The owning tier delegates its lookup(), on_schedule_end(), and on_request_finished() to this manager: - lookup() → drain_results() + lookup state check - on_schedule_end() → flush() - on_request_finished() → cleanup()

Methods:

  • batch_lookup

    Check whether a batch of blocks exist in this tier.

  • cleanup

    Remove entries no longer needed by any active request.

  • drain_results

    Apply pending worker results to _lookup_state.

  • flush

    Post this step's accumulated keys to the worker thread.

  • lookup

    Non-blocking lookup called from the scheduler thread.

  • shutdown

    Stop the worker thread.

Source code in vllm/v1/kv_offload/tiering/async_lookup.py
class AsyncLookupManager(ABC):
    """
    Per-tier async lookup manager for secondary tier existence checks.

    Each secondary tier that wants non-blocking lookups composes its own
    AsyncLookupManager instance internally. The manager maintains lookup
    state (cache, queue) and uses a background thread to execute the actual
    batch_lookup() calls.

    Subclasses implement only batch_lookup() — all queue management,
    state tracking, and result delivery is provided by this base class.
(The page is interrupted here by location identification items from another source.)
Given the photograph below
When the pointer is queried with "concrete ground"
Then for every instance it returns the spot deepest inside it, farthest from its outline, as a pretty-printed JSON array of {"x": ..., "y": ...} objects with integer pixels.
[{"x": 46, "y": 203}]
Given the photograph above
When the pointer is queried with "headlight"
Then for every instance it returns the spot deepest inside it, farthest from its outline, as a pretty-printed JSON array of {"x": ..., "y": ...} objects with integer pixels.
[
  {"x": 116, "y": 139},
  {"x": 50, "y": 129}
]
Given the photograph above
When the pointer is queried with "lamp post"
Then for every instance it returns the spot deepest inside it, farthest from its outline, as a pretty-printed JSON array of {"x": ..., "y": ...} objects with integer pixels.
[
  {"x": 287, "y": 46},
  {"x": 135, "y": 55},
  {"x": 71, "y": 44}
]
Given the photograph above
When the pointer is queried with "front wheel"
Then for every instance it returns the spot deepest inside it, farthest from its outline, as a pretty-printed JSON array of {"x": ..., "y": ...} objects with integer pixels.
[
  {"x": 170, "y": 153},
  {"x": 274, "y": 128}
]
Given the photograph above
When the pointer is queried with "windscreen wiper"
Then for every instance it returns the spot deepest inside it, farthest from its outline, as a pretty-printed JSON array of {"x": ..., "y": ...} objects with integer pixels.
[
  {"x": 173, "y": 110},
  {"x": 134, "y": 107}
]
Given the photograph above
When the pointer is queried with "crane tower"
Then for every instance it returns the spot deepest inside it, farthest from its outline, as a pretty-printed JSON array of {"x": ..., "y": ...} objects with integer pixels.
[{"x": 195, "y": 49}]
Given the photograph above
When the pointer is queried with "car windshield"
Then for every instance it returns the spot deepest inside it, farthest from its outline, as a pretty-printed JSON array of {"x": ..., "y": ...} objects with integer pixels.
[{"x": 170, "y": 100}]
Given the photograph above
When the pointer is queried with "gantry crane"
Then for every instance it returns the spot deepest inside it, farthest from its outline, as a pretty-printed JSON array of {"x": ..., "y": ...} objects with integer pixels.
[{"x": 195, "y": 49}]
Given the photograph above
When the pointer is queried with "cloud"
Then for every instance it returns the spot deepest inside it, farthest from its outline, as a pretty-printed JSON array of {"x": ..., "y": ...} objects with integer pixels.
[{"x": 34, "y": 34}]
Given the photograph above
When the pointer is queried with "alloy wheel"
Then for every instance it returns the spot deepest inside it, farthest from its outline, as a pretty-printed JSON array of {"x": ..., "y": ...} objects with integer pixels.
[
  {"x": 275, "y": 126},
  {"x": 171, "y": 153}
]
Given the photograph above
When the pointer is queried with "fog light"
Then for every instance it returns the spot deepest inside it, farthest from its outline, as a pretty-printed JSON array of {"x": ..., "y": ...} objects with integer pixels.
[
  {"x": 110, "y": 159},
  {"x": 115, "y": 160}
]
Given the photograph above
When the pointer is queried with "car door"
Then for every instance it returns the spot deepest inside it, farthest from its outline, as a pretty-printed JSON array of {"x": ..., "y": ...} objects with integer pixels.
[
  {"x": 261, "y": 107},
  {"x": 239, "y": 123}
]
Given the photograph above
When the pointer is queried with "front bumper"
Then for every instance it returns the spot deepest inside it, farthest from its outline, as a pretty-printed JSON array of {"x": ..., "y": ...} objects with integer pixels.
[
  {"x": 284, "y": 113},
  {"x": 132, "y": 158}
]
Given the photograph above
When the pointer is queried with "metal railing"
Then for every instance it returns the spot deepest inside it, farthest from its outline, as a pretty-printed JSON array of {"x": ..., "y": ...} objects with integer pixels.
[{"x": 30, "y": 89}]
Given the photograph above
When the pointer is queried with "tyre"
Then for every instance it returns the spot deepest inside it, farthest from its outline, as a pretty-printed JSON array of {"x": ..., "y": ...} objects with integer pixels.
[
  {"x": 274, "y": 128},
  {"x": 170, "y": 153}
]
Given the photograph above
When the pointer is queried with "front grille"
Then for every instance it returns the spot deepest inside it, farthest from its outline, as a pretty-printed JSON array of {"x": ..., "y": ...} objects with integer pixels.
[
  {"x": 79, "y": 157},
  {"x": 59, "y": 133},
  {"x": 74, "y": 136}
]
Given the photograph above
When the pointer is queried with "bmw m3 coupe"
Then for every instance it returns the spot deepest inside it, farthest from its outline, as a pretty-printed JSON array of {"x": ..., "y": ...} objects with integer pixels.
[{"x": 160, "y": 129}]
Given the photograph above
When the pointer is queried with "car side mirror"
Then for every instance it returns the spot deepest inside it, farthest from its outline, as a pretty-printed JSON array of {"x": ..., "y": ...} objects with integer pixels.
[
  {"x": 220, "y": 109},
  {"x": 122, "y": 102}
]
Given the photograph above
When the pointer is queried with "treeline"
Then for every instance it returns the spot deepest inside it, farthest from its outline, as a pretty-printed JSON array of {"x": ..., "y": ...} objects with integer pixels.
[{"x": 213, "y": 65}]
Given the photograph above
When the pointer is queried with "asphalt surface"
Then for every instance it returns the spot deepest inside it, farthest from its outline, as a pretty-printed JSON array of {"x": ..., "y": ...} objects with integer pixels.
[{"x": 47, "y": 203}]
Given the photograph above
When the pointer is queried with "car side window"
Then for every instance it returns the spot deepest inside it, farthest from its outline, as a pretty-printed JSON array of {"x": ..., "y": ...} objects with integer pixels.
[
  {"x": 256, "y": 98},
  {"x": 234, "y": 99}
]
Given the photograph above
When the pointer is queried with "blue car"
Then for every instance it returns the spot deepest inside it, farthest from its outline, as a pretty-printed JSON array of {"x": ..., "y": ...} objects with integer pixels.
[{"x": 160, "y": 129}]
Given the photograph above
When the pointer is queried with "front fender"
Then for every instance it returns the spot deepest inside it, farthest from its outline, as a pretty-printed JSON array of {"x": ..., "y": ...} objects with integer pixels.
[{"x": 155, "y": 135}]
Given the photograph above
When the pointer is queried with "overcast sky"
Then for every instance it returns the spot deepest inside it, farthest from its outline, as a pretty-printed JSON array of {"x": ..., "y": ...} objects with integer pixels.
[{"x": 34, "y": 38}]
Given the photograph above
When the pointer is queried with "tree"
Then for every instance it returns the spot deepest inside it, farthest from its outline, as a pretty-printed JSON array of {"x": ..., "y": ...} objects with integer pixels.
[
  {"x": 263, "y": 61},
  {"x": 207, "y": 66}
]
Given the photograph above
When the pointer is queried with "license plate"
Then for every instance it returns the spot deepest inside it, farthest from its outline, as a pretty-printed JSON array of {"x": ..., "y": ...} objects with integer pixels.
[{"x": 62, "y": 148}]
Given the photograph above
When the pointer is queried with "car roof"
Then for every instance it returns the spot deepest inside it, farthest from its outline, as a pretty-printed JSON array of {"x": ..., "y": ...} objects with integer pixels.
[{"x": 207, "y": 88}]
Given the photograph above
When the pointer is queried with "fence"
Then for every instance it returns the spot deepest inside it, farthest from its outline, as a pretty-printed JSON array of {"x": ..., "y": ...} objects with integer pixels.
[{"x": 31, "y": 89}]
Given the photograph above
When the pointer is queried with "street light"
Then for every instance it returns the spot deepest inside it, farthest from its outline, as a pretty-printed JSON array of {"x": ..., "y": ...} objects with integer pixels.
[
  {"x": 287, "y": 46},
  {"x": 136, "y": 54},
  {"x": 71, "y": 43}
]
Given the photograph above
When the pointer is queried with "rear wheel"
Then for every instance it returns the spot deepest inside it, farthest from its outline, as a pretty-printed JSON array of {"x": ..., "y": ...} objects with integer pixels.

    The owning tier delegates its lookup(), on_schedule_end(), and
    on_request_finished() to this manager:
      - lookup() → drain_results() + lookup state check
      - on_schedule_end() → flush()
      - on_request_finished() → cleanup()
    """

    def __init__(
        self,
        tier_type: str,
    ) -> None:
        self._tier_type = tier_type

        # key → LookupState; scheduler-owned, no lock needed.
        self._lookup_state: dict[OffloadKey, LookupState] = {}
        # req_id → keys looked up by that request (reverse index for cleanup).
        self._req_keys: dict[str, set[OffloadKey]] = {}

        # Accumulates (key, req_context) pairs during lookup() calls.
        # Flushed as one queue item per step by flush().
        self._lookup_batch: list[tuple[OffloadKey, ReqContext]] = []
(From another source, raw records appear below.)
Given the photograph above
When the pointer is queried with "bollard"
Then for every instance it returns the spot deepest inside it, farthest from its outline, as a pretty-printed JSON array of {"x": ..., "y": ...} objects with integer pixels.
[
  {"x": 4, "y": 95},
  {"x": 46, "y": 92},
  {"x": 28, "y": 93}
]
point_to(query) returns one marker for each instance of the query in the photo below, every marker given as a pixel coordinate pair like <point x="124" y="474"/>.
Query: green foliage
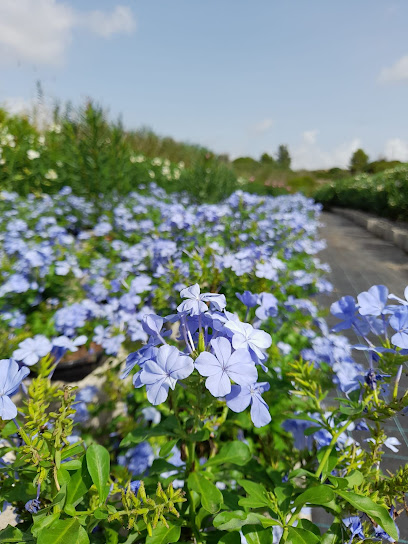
<point x="85" y="150"/>
<point x="283" y="159"/>
<point x="383" y="194"/>
<point x="359" y="161"/>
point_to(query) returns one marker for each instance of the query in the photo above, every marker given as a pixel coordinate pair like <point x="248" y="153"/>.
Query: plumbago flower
<point x="11" y="376"/>
<point x="216" y="344"/>
<point x="31" y="350"/>
<point x="163" y="373"/>
<point x="224" y="366"/>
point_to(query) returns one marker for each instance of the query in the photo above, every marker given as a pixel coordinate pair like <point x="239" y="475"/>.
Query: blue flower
<point x="399" y="322"/>
<point x="249" y="299"/>
<point x="137" y="459"/>
<point x="224" y="366"/>
<point x="11" y="377"/>
<point x="242" y="396"/>
<point x="268" y="307"/>
<point x="134" y="486"/>
<point x="245" y="336"/>
<point x="355" y="527"/>
<point x="344" y="309"/>
<point x="373" y="301"/>
<point x="196" y="302"/>
<point x="160" y="374"/>
<point x="31" y="350"/>
<point x="33" y="506"/>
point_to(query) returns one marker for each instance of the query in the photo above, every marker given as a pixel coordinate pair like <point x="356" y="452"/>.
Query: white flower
<point x="391" y="443"/>
<point x="51" y="175"/>
<point x="32" y="154"/>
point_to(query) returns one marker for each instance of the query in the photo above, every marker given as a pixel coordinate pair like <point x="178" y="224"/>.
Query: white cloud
<point x="39" y="31"/>
<point x="396" y="150"/>
<point x="309" y="136"/>
<point x="106" y="24"/>
<point x="309" y="155"/>
<point x="396" y="73"/>
<point x="263" y="126"/>
<point x="16" y="105"/>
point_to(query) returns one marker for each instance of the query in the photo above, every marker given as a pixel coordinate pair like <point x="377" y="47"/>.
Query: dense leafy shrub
<point x="384" y="194"/>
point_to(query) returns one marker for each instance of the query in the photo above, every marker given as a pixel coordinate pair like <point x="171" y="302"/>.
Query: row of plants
<point x="212" y="418"/>
<point x="384" y="194"/>
<point x="83" y="149"/>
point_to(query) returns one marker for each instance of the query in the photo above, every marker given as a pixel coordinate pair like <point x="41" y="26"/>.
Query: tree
<point x="267" y="159"/>
<point x="283" y="159"/>
<point x="358" y="161"/>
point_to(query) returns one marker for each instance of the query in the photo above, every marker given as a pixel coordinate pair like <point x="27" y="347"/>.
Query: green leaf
<point x="230" y="538"/>
<point x="211" y="496"/>
<point x="229" y="521"/>
<point x="330" y="463"/>
<point x="256" y="535"/>
<point x="167" y="447"/>
<point x="378" y="513"/>
<point x="319" y="494"/>
<point x="235" y="452"/>
<point x="200" y="436"/>
<point x="111" y="536"/>
<point x="168" y="427"/>
<point x="355" y="478"/>
<point x="98" y="463"/>
<point x="257" y="495"/>
<point x="309" y="526"/>
<point x="67" y="531"/>
<point x="162" y="535"/>
<point x="13" y="534"/>
<point x="334" y="535"/>
<point x="78" y="485"/>
<point x="296" y="535"/>
<point x="72" y="450"/>
<point x="63" y="476"/>
<point x="41" y="522"/>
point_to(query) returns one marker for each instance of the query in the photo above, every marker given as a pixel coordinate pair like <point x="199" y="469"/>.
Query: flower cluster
<point x="215" y="343"/>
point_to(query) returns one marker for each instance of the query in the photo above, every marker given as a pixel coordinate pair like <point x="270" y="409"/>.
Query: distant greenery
<point x="84" y="149"/>
<point x="384" y="193"/>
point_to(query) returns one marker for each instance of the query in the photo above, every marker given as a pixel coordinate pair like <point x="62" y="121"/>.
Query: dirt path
<point x="359" y="260"/>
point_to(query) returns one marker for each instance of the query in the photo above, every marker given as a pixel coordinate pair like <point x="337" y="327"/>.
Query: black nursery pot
<point x="77" y="366"/>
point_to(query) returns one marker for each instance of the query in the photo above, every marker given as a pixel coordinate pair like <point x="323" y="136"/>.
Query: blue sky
<point x="238" y="76"/>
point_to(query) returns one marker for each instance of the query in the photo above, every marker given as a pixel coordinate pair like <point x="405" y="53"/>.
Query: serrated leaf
<point x="78" y="485"/>
<point x="230" y="521"/>
<point x="257" y="535"/>
<point x="67" y="531"/>
<point x="98" y="463"/>
<point x="378" y="513"/>
<point x="319" y="494"/>
<point x="230" y="538"/>
<point x="14" y="535"/>
<point x="257" y="495"/>
<point x="211" y="496"/>
<point x="167" y="447"/>
<point x="296" y="535"/>
<point x="236" y="452"/>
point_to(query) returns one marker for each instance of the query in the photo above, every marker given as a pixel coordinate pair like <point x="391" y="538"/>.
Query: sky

        # Scheduler → worker: one full step's batch per item.
        # None is used as a shutdown sentinel.
        self._lookup_queue: queue.SimpleQueue[
            list[tuple[OffloadKey, ReqContext]] | None
        ] = queue.SimpleQueue()

        # Worker → scheduler: completed result batches.
        # Each item is a list of (key, found) pairs.
        # SimpleQueue is explicitly thread-safe for one writer / one reader.
        self._pending_results: queue.SimpleQueue[list[tuple[OffloadKey, bool]]] = (
            queue.SimpleQueue()
        )
        self._need_to_drain: bool = False

        self._thread = threading.Thread(
            target=self._worker,
            name=f"vllm_offloading_lookup_{tier_type}",
            daemon=True,
        )
        self._thread.start()

    @abstractmethod
    def batch_lookup(
        self, keys: list[OffloadKey], req_context: ReqContext
    ) -> Iterable[bool]:
        """
        Check whether a batch of blocks exist in this tier.

        Called from the worker thread — must be synchronous and must not
        touch the primary tier or scheduler state.

        Returns a list parallel to keys: True if present, False if not.
        """
        ...

    # ------------------------------------------------------------------
    # Scheduler-thread API
    # ------------------------------------------------------------------

    def lookup(self, key: OffloadKey, req_context: ReqContext) -> bool | None:
        """
        Non-blocking lookup called from the scheduler thread.

        Returns:
            True  — block is present in this tier.
            False — block is not present in this tier.
            None  — result not yet available; retry next step.
        """
        if self._need_to_drain:
            self.drain_results()
            self._need_to_drain = False
        req_id = req_context.req_id
        state = self._lookup_state.get(key)
        if state is None:
            state = LookupState()
            self._lookup_state[key] = state
            self._lookup_batch.append((key, req_context))
        state.request_ids.add(req_id)
        self._req_keys.setdefault(req_id, set()).add(key)
        return state.result

    def flush(self) -> None:
        """Post this step's accumulated keys to the worker thread.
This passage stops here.